I present discovery of VH3739937, an HIV-1 maturation inhibitor (MI) in clinical trials. HIV-1 maturation inhibitors (MIs) bind to the viral Gag polyprotein, preventing the final HIV-1 protease-mediated cleavage of Gag from occurring. VH3739937 is an MI with nanomolar activity vs. viruses with substitutions and deletions, conferring a much reduced sensitivity to previous MIs. In a Phase I study in healthy volunteers, VH-937 was found to be safe and demonstrated pharmacokinetic properties supporting QW dosing in an ongoing Phase II study in infected subjects.

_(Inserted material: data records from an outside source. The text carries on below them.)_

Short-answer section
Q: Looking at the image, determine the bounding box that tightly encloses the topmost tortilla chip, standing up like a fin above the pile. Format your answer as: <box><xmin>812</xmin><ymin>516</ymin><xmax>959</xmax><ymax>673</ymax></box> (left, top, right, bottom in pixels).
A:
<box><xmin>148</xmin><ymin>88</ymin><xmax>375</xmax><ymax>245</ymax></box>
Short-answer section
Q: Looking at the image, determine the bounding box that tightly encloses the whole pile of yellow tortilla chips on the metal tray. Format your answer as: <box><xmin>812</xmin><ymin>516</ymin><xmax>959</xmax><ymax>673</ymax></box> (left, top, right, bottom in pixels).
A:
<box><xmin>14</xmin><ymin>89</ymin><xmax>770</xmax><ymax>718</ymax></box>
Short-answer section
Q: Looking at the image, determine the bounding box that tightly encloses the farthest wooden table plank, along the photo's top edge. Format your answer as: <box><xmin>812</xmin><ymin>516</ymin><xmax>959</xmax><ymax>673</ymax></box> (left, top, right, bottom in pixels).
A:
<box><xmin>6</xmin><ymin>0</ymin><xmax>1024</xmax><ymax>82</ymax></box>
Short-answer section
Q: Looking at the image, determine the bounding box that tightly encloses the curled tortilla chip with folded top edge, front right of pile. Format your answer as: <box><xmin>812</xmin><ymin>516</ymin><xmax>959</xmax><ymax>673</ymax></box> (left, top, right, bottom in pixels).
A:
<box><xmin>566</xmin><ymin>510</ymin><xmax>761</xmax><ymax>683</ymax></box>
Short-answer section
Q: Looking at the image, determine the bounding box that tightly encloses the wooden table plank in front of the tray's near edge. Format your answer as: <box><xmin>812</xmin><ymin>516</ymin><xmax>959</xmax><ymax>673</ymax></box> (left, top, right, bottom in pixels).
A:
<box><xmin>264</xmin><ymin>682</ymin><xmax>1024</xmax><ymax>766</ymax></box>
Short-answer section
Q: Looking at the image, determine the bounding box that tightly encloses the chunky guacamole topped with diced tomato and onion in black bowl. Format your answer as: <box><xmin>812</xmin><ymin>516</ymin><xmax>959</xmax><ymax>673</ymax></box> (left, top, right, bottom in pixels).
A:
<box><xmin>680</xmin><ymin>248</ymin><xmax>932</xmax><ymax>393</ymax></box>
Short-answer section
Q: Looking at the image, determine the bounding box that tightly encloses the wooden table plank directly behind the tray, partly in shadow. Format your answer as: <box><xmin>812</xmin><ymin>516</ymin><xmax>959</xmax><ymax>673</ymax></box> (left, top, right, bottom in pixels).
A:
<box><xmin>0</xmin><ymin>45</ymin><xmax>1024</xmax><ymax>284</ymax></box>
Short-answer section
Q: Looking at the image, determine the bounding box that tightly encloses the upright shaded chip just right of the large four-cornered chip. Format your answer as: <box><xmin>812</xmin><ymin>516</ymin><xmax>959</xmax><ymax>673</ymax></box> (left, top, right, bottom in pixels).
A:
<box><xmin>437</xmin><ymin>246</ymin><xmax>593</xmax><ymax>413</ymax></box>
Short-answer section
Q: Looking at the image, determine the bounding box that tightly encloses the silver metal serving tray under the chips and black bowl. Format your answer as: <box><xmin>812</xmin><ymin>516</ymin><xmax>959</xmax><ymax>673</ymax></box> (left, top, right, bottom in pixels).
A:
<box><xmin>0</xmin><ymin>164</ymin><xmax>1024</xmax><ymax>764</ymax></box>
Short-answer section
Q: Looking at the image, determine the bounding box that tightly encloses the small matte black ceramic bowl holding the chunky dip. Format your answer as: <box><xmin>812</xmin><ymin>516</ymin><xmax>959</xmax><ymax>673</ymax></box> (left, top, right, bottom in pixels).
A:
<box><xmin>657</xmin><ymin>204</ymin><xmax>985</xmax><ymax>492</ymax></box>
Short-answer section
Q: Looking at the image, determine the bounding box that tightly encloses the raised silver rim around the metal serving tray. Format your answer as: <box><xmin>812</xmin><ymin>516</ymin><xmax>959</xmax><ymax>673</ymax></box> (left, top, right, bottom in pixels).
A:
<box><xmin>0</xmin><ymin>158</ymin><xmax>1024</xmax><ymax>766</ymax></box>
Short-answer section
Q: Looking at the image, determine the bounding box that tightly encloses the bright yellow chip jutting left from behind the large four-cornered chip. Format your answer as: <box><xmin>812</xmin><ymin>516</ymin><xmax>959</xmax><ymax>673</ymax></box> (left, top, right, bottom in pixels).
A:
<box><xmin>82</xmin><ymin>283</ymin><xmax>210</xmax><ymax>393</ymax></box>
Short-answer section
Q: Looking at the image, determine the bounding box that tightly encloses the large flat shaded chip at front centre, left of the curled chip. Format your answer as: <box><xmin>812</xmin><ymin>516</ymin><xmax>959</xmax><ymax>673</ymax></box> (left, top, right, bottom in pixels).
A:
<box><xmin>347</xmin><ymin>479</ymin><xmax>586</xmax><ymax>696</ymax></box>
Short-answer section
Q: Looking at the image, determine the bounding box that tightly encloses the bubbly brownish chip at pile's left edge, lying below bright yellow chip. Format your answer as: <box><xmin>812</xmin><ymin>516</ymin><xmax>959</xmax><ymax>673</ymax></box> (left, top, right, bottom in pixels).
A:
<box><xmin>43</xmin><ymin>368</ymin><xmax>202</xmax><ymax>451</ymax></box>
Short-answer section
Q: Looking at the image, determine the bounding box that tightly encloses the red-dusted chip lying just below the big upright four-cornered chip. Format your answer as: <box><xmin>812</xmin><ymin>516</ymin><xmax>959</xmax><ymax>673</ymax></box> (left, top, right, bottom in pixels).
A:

The ability of macrocycles to adopt disc- and sphere-like conformations allows them to modulate difficult-to-drug targets. Consequently, macrocyclic drugs frequently reside in the beyond-rule-of-5 space where solubility, cell permeability, metabolic stability, and thereby oral bioavailability is challenging. Physics-based models provide mechanistic insight into cell permeability, (e.g., into molecular chameleonicity), while models developed by machine learning allow accurate differentiation of macrocycles that have high or low cell permeability.

Macrocyclic peptides can achieve passive permeability and oral bioavailability on par with small molecules. However, unlike small molecules, they are able to bind shallow, protein-protein interaction (PPI) interfaces with exquisite potency and and selectivity, opening up a new swath of targets and mechanisms-of-action inside and outside the cell. This presentation will showcase examples of successful intracellular PPI inhibitors derived from the Unnatural Products platform.